Restano a oggi fuori da questa logica del “lockdown” solo alcuni paesi sviluppati come Olanda, Svezia e Messico, ai quali si aggiunge il presidente brasiliano Bolsonaro che però sembra scavalcato dal panico popolare. Se questi paesi dovessero mantenere le proprie posizioni fino alla fine della pandemia, e se i dati epidemiologici a fine pandemia dovessero dare loro ragione, la loro scelta potrebbe diventare la pietra tombale di una lunga lista di carriere politiche dei leader degli altri paesi.

Ma se si approccia il problema in termini di decisioni politiche, la mancanza di certezza sui possibili risultati, da un lato, e la probabile impossibilità di dimostrare a posteriori che la scelta non fosse quella giusta, dall’altro, rendono “politicamente” preferibile a quasi tutti i governi la scelta del “lockdown”, che più si mostra visibile ed evidente agli occhi della gente spaventata.
I risultati in termini di morti complessive, in particolare considerando la mancanza di terapie certe che possano sfruttare il rallentamento del contagio,  potrebbero al limite essere quasi gli stessi, ma la drammatizzazione della situazione generata dal blocco di per se dimostra al popolo che il governo ha fatto una scelta grave in favore della salute del suo popolo, mentre la scelta opposta, basata di fatto su una inazione, non è affatto facile da raccontare al popolo, in particolare in caso di esiti pesanti della pandemia.
Quindi si è scelto il danno economico massimo e certo, quasi a parità di perdite umane (a meno di un improbabile e tempestivo vaccino), per avere in cambio una reazione popolare sicuramente prevedibile (e gestibile). E questo soprattutto a causa della differente scelta (valutabile solo a posteriori da parte del proprio elettorato) presa da altri paesi raffrontabili per condizioni di sviluppo sociale.
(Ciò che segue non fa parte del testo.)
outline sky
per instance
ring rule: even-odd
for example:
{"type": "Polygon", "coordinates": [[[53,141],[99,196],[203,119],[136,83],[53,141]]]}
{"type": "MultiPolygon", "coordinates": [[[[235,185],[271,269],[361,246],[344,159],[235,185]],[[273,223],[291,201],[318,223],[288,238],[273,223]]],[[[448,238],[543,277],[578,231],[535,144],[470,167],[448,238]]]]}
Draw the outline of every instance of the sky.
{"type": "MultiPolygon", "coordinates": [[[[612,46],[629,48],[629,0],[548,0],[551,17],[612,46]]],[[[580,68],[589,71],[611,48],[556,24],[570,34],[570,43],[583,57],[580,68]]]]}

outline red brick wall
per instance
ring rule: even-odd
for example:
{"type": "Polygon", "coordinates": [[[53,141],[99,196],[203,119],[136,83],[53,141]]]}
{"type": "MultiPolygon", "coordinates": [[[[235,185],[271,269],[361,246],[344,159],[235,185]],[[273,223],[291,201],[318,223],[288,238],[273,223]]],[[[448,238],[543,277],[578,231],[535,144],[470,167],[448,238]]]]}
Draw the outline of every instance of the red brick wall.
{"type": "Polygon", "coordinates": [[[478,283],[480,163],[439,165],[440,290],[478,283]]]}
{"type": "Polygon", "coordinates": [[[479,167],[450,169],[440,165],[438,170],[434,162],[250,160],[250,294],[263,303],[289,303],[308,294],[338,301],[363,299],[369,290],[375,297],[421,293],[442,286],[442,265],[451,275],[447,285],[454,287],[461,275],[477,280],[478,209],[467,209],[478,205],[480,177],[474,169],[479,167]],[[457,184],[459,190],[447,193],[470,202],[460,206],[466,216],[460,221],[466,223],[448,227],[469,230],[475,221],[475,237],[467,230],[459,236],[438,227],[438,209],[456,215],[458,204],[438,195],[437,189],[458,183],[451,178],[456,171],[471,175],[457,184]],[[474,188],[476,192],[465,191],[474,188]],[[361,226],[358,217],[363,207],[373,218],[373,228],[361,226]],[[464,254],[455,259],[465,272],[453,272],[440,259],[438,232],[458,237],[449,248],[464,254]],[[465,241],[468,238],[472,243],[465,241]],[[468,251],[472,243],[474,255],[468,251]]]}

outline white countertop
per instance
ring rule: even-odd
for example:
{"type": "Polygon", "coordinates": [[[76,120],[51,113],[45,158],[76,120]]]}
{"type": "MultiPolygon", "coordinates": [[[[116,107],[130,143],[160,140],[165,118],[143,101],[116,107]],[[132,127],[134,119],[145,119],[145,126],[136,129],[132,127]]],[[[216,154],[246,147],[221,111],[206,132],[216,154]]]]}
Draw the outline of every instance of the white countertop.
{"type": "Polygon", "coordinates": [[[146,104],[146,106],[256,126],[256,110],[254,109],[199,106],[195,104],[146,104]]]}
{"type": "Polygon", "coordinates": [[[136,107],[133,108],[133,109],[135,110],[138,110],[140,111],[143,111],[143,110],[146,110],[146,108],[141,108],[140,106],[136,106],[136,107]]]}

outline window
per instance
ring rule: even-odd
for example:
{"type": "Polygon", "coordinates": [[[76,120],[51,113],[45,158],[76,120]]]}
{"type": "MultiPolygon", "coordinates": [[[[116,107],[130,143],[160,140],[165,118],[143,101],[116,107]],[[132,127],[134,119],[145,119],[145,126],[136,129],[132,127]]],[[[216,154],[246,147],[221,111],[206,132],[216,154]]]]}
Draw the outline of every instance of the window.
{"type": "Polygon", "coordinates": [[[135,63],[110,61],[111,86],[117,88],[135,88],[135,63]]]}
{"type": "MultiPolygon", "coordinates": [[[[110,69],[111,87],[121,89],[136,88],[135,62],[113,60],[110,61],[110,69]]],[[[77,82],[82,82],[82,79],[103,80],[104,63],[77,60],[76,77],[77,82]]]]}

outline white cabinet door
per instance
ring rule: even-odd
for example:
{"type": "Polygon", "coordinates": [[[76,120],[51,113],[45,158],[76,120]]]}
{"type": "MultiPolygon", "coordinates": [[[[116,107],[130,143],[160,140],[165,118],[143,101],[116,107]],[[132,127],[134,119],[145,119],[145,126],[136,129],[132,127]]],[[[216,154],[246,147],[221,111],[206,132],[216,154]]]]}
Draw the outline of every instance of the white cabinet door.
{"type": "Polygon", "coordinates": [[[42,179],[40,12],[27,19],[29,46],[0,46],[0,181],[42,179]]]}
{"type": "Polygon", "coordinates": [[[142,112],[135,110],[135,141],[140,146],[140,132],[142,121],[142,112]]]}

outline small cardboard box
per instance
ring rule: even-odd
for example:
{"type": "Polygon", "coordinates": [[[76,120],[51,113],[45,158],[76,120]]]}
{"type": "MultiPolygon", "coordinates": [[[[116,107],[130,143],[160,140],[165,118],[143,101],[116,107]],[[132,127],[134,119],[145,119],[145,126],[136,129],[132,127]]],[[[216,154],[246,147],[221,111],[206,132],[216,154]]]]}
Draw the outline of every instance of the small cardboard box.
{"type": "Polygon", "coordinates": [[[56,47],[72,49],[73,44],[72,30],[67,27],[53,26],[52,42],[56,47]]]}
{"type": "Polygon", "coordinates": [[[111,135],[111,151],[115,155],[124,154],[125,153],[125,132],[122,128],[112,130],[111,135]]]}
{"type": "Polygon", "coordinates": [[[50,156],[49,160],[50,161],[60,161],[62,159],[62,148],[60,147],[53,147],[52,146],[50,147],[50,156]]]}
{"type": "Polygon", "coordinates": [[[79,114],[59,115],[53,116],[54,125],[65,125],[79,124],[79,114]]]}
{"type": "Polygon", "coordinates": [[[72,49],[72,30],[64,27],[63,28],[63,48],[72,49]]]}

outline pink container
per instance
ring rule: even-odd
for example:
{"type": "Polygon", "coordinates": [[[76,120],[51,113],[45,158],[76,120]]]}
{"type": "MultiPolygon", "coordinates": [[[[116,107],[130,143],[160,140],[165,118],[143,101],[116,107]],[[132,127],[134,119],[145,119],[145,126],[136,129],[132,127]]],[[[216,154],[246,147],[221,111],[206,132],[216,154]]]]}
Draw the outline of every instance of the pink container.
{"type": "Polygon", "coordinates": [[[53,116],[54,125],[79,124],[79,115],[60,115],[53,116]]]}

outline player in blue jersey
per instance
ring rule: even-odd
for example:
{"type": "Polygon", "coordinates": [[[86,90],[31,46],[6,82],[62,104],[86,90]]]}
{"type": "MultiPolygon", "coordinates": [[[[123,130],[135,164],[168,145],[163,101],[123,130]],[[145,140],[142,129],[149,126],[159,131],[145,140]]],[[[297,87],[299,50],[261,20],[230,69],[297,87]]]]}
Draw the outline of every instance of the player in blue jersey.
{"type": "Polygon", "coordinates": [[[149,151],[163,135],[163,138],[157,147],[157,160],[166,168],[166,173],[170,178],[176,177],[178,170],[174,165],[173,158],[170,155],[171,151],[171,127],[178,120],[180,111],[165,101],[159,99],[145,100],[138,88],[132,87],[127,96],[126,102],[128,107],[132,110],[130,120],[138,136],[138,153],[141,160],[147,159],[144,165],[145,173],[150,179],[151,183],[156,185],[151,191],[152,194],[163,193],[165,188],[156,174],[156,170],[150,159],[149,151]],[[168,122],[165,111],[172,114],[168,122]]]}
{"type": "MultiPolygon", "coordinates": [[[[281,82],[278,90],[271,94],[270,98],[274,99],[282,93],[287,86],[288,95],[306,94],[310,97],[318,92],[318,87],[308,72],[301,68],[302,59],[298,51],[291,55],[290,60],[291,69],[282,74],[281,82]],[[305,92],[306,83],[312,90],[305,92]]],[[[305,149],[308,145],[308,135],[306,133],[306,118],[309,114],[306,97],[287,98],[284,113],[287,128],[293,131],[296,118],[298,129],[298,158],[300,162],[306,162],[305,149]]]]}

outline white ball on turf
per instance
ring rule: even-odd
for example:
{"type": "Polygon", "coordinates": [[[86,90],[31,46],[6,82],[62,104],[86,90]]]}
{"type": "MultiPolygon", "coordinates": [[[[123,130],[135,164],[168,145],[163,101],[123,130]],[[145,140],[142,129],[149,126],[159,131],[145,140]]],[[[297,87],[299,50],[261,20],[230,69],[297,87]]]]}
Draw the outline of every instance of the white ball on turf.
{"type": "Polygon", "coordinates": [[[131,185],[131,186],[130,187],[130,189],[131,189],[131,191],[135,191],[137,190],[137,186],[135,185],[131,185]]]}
Però in questo modo il mondo si troverà presto di fronte ad una crisi economica globale destinata a cambiare molti equilibri, con una recessione mai vista prima e con un probabile corollario di conflitti, sociali e non solo, che potrebbero concorrere ad aumentare di molto il numero delle perdite umane future, da sommare a quelle inevitabilmente causate dalla probabile riduzione della spesa sanitaria, di prevenzione delle catastrofi naturali, di riduzione dell’inquinamento globale, di manutenzione dei sistemi e così via.

Come per il già commentato caso del terrorismo islamico, anche in questo caso abbiamo una scelta “politica” del tutto antieconomica, resa possibile e di fatto giustificata dalle paure isteriche dell’elettorato che diventano vincolanti per una leadership politica particolarmente debole, diciamo impaurita dalle paure del suo elettorato.

Certamente al mondo sarebbe costato molto meno investire a suo tempo per acquistare qualche decina di migliaia di ventilatori polmonari da poche migliaia di euro l’uno, che malcontati per tutto il sistema occidentale non sarebbero costati più di 1 miliardo di euro. Ma questo è soltanto il senno di poi.